For the last two seasons, the buddies have been plagued by injuries which forced them to miss the previous head-to-head matchups, but this time they’re both ready.

“It’s going to be just a good time,” Exum told the Deseret News. “Just to be out there on the court. We dreamed about it as kids growing up and just to finally play. We’ve avoided each other for two years so just for that first time is going to be good.”

Exum was sidelined with a shoulder injury for all but 14 games of Simmons’ first official season in Philadelphia a year ago. Simmons later was named Rookie of the Year as the 76ers won both contests against the Jazz.

Even before that, in 2016-17, Simmons was ruled out of for the entire season with a foot injury after being drafted No. 1 overall. The Jazz won both of their games against Philly that season. Suffering that injury is how Simmons later developed the redshirt rookie campaign clearance in 2017-18 where he won the head-to-head race against Donovan Mitchell, Exum’s current Jazz teammate.

Simmons previously told the Deseret News that he met Exum as early as 8 years old and they’ve been friends ever since. They once teamed up to win a silver medal with Team Australia during the 2012 FIBA Under-17 Championship, but that friendship will be out of the window once the ball is tipped.

“We’ve obviously talked about this moment and I told him we’re going to beat them so we better go out,” Exum said. “You’re going to be seeing me on the bench getting up every time.

“It’s just funny to see how far we’ve come and how much he’s grown and developed as a player,” he added.

For Australian basketball, the NBA success of Exum and Simmons is a culmination of the overseas talent in their country.

Exum, 23, is averaging 7.6 points, 2.1 assists and 1.6 rebounds during his fifth season in Utah as a valuable role player, while Simmons has emerged as a potential franchise cornerstone alongside Joel Embiid in Philly. Simmons is putting up 14.5 points, 9.1 rebounds and 7.6 assists for a 9-7 Sixers squad.

Both of their fathers also played in the Australian National Basketball League (NBL). Ben’s father, David Simmons, was an NBL All-Star for the Melbourne Tigers while Dante’s dad, Cecil Exum, was originally drafted by the Denver Nuggets in 1984, but also enjoyed a successful seven-year career in the NBL (1989-96).

“It’s incredible when you see those little kids hanging around their dads and before you know it, they’re not just following in their footsteps but going steps further than their dads ever did,” said NBL TV analyst Liam Santamaria.

On opening night of the NBA, the league announced that 108 international players from a record-tying 42 countries and territories were on rosters for the 2018-19 season.
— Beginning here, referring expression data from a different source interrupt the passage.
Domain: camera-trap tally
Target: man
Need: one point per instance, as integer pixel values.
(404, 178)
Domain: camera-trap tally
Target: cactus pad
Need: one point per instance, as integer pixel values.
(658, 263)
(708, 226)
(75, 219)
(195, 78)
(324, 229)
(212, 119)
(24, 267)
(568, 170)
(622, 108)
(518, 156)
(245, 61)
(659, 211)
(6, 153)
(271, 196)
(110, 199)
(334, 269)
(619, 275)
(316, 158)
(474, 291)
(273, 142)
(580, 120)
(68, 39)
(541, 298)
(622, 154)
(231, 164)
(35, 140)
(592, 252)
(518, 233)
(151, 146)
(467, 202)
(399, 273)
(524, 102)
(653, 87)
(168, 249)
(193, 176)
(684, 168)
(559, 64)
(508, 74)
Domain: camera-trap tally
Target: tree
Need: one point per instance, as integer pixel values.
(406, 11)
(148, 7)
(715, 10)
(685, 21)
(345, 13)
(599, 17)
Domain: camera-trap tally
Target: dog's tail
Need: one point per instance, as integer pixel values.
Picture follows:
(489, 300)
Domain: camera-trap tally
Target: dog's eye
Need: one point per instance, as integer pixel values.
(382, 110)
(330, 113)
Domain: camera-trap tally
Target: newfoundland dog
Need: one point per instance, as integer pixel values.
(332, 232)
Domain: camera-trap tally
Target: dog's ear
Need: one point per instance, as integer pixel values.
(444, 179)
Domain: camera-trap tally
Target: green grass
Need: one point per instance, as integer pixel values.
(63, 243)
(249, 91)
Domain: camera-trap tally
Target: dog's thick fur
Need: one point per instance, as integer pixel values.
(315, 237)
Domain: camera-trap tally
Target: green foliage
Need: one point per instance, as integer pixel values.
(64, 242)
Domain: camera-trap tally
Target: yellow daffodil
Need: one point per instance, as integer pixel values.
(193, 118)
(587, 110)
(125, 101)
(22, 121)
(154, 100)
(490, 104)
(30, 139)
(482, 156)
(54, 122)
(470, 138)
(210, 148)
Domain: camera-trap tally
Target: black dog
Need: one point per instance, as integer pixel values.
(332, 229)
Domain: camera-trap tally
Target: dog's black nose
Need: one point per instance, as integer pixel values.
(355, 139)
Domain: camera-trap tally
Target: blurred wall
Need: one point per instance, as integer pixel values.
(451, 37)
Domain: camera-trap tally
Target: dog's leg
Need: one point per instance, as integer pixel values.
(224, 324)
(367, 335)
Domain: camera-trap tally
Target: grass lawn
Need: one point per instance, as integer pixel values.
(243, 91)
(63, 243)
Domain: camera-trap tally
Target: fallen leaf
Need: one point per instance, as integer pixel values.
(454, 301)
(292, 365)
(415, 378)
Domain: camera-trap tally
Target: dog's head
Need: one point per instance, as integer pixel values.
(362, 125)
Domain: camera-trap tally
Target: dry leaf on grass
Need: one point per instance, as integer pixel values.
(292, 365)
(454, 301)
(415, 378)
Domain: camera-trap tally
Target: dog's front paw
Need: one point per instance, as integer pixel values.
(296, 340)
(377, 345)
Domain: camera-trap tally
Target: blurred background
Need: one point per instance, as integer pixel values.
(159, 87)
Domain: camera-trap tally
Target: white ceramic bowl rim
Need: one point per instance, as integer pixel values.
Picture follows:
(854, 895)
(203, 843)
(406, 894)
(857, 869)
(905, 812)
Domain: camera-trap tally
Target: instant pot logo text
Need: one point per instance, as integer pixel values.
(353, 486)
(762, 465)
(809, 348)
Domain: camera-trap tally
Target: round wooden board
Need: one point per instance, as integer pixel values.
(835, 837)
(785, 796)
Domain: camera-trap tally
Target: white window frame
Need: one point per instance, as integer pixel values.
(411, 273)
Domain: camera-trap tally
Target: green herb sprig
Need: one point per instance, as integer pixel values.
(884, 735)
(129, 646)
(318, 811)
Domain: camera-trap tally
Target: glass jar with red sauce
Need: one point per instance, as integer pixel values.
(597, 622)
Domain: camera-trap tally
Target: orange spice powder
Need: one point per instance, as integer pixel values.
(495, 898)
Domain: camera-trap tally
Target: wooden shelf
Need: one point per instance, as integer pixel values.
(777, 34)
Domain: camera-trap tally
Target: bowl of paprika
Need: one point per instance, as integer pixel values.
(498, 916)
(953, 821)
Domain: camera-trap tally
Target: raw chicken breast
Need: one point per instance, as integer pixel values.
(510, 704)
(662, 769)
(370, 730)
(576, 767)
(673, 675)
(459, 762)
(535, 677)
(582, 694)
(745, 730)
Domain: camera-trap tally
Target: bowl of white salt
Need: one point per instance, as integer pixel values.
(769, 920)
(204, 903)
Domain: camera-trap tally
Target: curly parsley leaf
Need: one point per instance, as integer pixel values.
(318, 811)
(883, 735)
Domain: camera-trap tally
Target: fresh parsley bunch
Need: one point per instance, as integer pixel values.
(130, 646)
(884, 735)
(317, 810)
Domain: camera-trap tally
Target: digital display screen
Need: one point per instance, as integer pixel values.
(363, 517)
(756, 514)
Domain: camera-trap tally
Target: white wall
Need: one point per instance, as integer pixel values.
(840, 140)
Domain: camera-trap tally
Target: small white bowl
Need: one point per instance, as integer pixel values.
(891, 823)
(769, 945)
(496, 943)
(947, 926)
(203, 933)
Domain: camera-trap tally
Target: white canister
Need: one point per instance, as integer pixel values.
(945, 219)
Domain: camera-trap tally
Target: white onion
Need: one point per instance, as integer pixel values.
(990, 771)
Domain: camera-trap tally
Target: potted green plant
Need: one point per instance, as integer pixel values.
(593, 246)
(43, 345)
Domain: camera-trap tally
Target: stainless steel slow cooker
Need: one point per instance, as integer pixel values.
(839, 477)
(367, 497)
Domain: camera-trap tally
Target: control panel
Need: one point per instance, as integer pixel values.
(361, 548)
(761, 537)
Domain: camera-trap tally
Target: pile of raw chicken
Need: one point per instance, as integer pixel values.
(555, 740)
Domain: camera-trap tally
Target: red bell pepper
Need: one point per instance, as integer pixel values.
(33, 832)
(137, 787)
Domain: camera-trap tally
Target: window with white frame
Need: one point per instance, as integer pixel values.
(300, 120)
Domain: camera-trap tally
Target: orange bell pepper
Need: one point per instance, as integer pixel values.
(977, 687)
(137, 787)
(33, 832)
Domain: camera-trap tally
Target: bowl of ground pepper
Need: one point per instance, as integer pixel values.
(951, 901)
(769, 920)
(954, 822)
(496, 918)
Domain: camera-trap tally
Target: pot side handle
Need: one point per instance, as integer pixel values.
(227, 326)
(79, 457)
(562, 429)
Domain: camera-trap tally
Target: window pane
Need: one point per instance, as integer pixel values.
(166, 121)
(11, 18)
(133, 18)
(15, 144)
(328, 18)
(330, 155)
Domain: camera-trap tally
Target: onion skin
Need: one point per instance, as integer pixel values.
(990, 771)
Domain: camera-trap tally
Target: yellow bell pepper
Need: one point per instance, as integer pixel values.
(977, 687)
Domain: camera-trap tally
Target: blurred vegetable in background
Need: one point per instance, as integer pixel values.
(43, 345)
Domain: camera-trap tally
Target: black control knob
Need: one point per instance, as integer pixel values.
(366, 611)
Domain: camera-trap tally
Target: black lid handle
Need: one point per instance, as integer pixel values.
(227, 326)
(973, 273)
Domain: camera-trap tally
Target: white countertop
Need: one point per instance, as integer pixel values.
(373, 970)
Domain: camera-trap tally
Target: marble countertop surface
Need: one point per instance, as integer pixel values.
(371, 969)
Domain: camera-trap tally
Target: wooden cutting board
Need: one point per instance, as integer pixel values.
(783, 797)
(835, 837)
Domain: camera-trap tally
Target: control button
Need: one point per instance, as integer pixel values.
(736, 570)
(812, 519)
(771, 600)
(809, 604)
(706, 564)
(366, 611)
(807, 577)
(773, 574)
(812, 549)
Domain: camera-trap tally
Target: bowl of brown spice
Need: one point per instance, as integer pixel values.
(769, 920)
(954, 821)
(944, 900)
Australia was tied with France for the NBA’s second-most represented countries with a record of nine players, behind Canada.

In addition to Simmons and Exum, other Aussies around the league on opening night included: Exum’s teammate Joe Ingles (Jazz); Jonah Bolden (Philadelphia); Aron Baynes (Boston); Ryan Broekhoff (Dallas); Matthew Dellavedova (Milwaukee); Kyrie Irving (Celtics) and Patty Mills (San Antonio).

“It’s getting bigger and bigger,” Santamaria said of Australian basketball. “Luc Longley was sort of our pioneer, then we had a few guys follow in his footsteps with a few opportunities then it took a massive step when Andrew Bogut got drafted No. 1 and then from there it’s just been growing steadily with Patty Mills, Aron Baynes, Joe Ingles obviously and Ben Simmons, in particular, has a potential to be a game changer for Australian basketball.

“With Rookie of the Year, and with the potential of where he can go with his career, there’s the potential for a Michael Jordan-type impact back home in terms of not just participation, because participation numbers in the game have always been pretty high but just an interest in him, in the NBA and also in the Australian team and the domestic league.”